Le soir, je ne fus guère bavarde. J’avais mal dans les os. J’étais épuisée, le nez imprégné d’une odeur de charbon. Et surtout, j’étais en deuil ; il m’était insupportable de savoir que j’allais boiter toute ma vie. Une infirme, rien de plus ; jamais je ne serais comme les autres. Où était à présent ce grand jour que ma mère m’avait fait miroiter pour me consoler ? Ce jour où je pourrais monter à cheval ? Cela n’arriverait jamais.
Je fus obligée de m’aider d’une canne. Toni m’en acheta une ; un bel objet, dans son genre : pommeau en argent sur bâton en noyer. Au début, elle imprima un hématome au creux de ma paume. Elle accompagna ma claudication d’un discret toc toc.
Je pris la résolution de ne pas me retirer dans des pièces aux rideaux tirés. Il n’était pas question de me dérober devant le mot « infirme » ni de pleurer le soir – de pleurnicher en cachette –, parce que les explorateurs et les reines ne se conduisaient pas ainsi. J’allais de l’avant.
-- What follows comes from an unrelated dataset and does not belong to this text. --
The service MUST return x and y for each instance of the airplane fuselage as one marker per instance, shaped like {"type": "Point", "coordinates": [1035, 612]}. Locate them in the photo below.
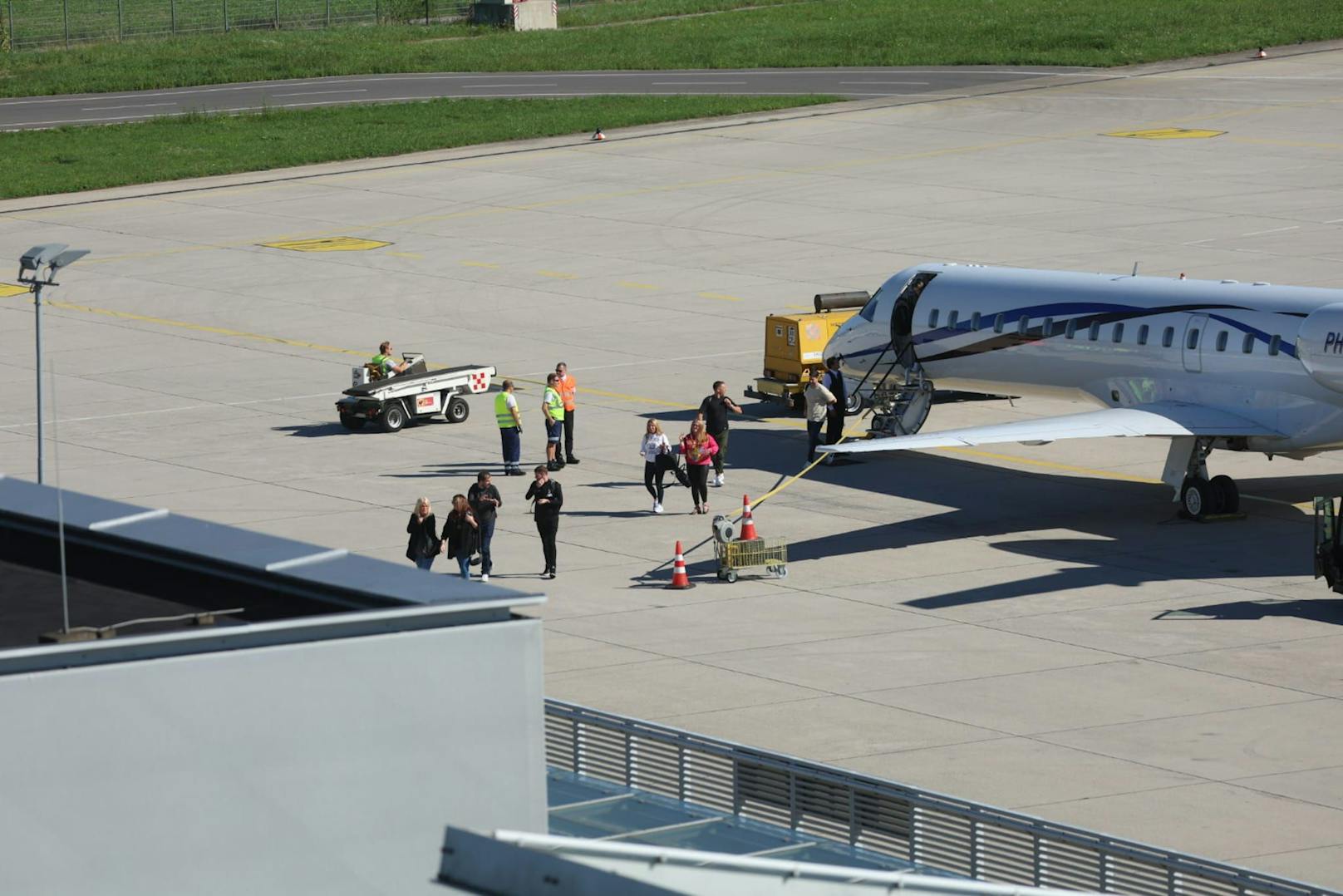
{"type": "Point", "coordinates": [1269, 353]}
Je sortais voir les tableaux, les rues et les monuments dont j’avais entendu parler ; je parcourus à pied le plan de Londres. Ma mère m’accompagnait. Elle faisait de son corps un rempart entre le bord du trottoir et moi ; fusillait du regard les passants qui s’approchaient trop près ou marchaient trop vite et, quand il pleuvait, hélait un fiacre afin de m’éviter de glisser. Mais surtout, elle mettait un nom sur tout ce que nous croisions, pour mon instruction, pour que je comprenne. Un cabriolet. Une jupe entravée. Le théâtre de l’Alhambra sur Leicester Square. Les marchandes de violettes et les prédicateurs baptistes, et ces tourtes à la viande que vendaient au coin des rues des garçons deux fois plus petits que moi qui avaient l’air aussi deux fois plus jeunes. Elle m’expliquait la monnaie. Elle me récitait les noms des fruits sur les étals du marché. Et à la National Gallery, elle me menait devant des peintures représentant les Rois mages à genoux ou Vénus allongée, ou encore Samson à qui l’on coupe les cheveux, si bien que peu à peu les livres me parurent insignifiants, inconsistants.
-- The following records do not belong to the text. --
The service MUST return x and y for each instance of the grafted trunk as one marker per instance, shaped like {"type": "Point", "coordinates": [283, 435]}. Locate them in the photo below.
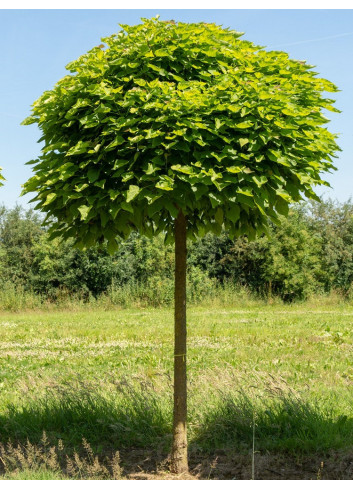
{"type": "Point", "coordinates": [179, 461]}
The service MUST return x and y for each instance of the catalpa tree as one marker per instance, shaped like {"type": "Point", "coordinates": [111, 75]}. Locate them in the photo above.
{"type": "Point", "coordinates": [179, 129]}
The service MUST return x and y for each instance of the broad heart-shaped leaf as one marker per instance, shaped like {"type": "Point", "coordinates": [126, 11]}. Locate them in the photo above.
{"type": "Point", "coordinates": [177, 116]}
{"type": "Point", "coordinates": [133, 191]}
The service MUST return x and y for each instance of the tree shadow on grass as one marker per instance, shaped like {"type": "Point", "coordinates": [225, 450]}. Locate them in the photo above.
{"type": "Point", "coordinates": [136, 421]}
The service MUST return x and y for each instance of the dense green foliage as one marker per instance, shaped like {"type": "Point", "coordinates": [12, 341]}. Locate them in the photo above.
{"type": "Point", "coordinates": [310, 252]}
{"type": "Point", "coordinates": [167, 116]}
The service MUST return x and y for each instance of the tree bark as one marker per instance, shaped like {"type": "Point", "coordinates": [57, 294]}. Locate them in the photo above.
{"type": "Point", "coordinates": [179, 456]}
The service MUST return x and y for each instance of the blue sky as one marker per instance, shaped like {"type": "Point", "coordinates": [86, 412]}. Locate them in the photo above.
{"type": "Point", "coordinates": [37, 44]}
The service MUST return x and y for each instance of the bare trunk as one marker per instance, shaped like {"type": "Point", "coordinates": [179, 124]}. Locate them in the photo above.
{"type": "Point", "coordinates": [179, 462]}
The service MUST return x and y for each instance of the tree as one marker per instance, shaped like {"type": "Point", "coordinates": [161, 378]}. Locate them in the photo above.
{"type": "Point", "coordinates": [178, 129]}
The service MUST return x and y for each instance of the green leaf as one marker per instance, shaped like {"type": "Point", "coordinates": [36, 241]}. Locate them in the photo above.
{"type": "Point", "coordinates": [219, 216]}
{"type": "Point", "coordinates": [133, 191]}
{"type": "Point", "coordinates": [233, 213]}
{"type": "Point", "coordinates": [84, 210]}
{"type": "Point", "coordinates": [93, 174]}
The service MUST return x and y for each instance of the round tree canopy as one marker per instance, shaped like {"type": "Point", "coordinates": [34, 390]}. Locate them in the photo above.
{"type": "Point", "coordinates": [169, 116]}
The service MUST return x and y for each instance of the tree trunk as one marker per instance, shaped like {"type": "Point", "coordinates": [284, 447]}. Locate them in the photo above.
{"type": "Point", "coordinates": [179, 456]}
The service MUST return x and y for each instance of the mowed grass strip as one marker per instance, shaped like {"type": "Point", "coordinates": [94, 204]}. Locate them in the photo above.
{"type": "Point", "coordinates": [106, 376]}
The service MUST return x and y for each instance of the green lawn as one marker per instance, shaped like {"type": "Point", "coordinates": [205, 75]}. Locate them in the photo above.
{"type": "Point", "coordinates": [106, 376]}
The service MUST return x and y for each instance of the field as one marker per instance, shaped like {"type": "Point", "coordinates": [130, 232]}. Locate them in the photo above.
{"type": "Point", "coordinates": [79, 386]}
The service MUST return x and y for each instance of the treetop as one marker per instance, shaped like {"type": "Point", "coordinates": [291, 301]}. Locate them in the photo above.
{"type": "Point", "coordinates": [168, 116]}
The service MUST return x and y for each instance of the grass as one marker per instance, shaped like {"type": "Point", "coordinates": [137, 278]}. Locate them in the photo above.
{"type": "Point", "coordinates": [104, 376]}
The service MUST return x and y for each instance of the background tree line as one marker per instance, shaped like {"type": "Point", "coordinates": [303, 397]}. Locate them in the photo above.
{"type": "Point", "coordinates": [310, 252]}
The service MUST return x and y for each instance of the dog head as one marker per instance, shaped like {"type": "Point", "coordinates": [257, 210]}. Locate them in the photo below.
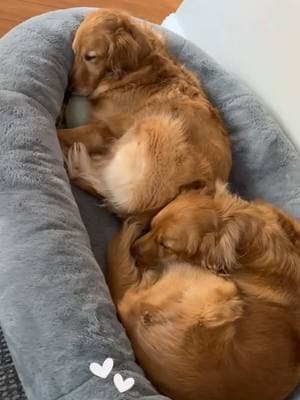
{"type": "Point", "coordinates": [108, 43]}
{"type": "Point", "coordinates": [215, 230]}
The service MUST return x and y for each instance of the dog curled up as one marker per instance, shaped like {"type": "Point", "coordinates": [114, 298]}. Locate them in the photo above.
{"type": "Point", "coordinates": [153, 132]}
{"type": "Point", "coordinates": [203, 335]}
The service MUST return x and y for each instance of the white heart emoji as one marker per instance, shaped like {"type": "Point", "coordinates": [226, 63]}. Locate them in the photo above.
{"type": "Point", "coordinates": [123, 384]}
{"type": "Point", "coordinates": [102, 370]}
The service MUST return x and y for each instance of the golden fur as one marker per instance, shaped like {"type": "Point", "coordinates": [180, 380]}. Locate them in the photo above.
{"type": "Point", "coordinates": [153, 132]}
{"type": "Point", "coordinates": [199, 335]}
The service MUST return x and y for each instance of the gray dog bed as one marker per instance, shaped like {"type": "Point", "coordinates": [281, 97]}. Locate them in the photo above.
{"type": "Point", "coordinates": [55, 309]}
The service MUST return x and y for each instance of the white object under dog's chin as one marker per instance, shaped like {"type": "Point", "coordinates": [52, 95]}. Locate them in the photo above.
{"type": "Point", "coordinates": [77, 111]}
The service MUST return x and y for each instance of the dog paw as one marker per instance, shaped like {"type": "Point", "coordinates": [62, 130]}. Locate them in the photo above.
{"type": "Point", "coordinates": [77, 160]}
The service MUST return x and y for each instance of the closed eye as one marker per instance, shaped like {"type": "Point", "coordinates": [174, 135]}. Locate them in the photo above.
{"type": "Point", "coordinates": [165, 246]}
{"type": "Point", "coordinates": [91, 56]}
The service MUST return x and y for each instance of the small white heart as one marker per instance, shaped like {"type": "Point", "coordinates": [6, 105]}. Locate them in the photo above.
{"type": "Point", "coordinates": [123, 384]}
{"type": "Point", "coordinates": [102, 370]}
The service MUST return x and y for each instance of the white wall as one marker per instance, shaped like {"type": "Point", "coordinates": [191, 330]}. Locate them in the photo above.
{"type": "Point", "coordinates": [258, 41]}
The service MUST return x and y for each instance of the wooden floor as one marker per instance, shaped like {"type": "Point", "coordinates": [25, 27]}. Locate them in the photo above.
{"type": "Point", "coordinates": [12, 12]}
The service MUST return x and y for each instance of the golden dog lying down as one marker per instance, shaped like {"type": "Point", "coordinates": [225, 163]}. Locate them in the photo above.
{"type": "Point", "coordinates": [199, 335]}
{"type": "Point", "coordinates": [152, 132]}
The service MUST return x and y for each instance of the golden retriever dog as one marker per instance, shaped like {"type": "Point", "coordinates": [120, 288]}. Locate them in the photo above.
{"type": "Point", "coordinates": [227, 233]}
{"type": "Point", "coordinates": [199, 335]}
{"type": "Point", "coordinates": [152, 131]}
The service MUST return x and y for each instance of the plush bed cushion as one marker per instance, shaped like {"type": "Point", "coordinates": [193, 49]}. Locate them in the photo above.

Après une visite du musée, elle m’emmena prendre le thé sur le Strand.
— Qu’as-tu pensé des peintures, Reine ? me demanda-t-elle.
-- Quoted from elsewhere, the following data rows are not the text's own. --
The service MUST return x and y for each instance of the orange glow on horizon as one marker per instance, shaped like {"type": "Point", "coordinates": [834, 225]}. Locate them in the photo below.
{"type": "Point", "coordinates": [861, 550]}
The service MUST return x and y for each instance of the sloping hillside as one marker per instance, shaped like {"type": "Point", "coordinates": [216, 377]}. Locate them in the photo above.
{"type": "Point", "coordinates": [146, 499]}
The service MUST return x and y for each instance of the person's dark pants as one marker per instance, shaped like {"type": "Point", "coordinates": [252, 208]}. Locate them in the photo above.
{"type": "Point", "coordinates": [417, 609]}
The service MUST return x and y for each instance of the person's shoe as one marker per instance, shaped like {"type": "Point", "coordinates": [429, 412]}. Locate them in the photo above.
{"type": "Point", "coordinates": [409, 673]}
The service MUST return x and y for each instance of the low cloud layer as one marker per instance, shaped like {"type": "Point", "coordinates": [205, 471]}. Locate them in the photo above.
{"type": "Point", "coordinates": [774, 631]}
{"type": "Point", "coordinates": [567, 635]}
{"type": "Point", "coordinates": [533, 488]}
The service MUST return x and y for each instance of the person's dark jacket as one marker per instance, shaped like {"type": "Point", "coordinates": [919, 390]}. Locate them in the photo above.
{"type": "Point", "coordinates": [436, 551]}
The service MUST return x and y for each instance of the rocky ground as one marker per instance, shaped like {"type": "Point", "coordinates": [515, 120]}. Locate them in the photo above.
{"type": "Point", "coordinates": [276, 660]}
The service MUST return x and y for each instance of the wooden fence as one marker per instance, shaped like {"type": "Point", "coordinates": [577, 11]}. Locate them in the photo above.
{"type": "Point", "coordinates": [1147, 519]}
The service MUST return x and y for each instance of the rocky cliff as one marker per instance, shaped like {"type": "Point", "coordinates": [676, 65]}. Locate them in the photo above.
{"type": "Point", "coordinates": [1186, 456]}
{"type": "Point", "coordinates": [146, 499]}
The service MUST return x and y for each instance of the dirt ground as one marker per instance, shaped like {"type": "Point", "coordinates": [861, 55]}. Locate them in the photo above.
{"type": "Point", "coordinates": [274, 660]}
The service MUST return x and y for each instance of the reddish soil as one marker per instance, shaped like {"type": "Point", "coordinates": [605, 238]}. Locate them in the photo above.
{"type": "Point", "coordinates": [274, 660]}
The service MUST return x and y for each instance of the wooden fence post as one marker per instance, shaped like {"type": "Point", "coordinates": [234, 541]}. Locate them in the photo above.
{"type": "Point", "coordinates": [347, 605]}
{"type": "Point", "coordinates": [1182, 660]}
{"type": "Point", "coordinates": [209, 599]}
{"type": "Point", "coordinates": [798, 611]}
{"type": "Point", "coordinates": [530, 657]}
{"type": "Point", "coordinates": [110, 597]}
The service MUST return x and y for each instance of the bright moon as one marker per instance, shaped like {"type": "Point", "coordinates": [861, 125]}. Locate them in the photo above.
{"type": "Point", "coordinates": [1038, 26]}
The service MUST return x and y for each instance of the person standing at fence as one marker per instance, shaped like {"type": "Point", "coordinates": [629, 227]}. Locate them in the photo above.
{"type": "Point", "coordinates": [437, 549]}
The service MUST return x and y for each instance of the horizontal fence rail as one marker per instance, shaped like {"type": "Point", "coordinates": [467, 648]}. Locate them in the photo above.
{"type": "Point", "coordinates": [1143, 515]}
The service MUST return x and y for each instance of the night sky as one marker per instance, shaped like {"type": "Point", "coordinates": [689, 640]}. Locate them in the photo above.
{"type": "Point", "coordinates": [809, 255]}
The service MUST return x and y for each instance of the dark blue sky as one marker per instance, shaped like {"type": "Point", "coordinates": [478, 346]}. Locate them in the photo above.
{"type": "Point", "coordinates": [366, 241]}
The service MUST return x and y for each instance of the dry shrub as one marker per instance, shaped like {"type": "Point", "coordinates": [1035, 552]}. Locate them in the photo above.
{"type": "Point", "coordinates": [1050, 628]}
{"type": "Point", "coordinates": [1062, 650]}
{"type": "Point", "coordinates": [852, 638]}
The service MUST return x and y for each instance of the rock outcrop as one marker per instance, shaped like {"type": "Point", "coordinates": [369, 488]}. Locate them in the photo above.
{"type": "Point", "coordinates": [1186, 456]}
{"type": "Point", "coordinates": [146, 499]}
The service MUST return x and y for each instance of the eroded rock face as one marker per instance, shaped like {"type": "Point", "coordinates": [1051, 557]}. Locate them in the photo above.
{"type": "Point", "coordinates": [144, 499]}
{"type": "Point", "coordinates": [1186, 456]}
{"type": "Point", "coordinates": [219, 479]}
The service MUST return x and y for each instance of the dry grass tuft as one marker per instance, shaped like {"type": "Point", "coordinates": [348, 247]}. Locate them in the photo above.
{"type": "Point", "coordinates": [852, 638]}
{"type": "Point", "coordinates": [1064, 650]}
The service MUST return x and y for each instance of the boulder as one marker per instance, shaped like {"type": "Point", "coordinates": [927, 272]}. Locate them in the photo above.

La dentelle des serviettes avait une délicatesse aérienne ; les gâteaux étaient piqués de roses en sucre. Et alors que ma mère versait le thé, j’eus cette révélation : la beauté réside dans la perfection, dans le décor finement ciselé d’entrelacs des cuillères à thé, comme dans les chairs rosées de la Vénus et ses épaules dénudées, ses cuisses grasses. Peu importait ce que les livres m’avaient apporté : être belle, pour moi, c’était être brune et pulpeuse, et je n’étais ni l’une ni l’autre.
Un autre jour, alors que ma mère soulevait la pince à sucre, j’eus cette révélation : mes os n’étaient pas ma seule étrangeté. J’étais aussi trop frêle. Trop petite – ma mère n’était pas grande et je mesurais moins qu’elle. Et puis j’étais trop pâle, beaucoup trop pâle : mes sourcils d’une blancheur de lait, tout comme mes cils et mes cheveux que ma mère avait comparés une fois au clair de lune. Ces histoires m’avaient plu, quand j’étais plus jeune, mais à présent je me demandais quels aspects de ma personne étaient acceptables. Infirme, pâle, effrontée. Je restai songeuse tandis que ma mère remuait son thé.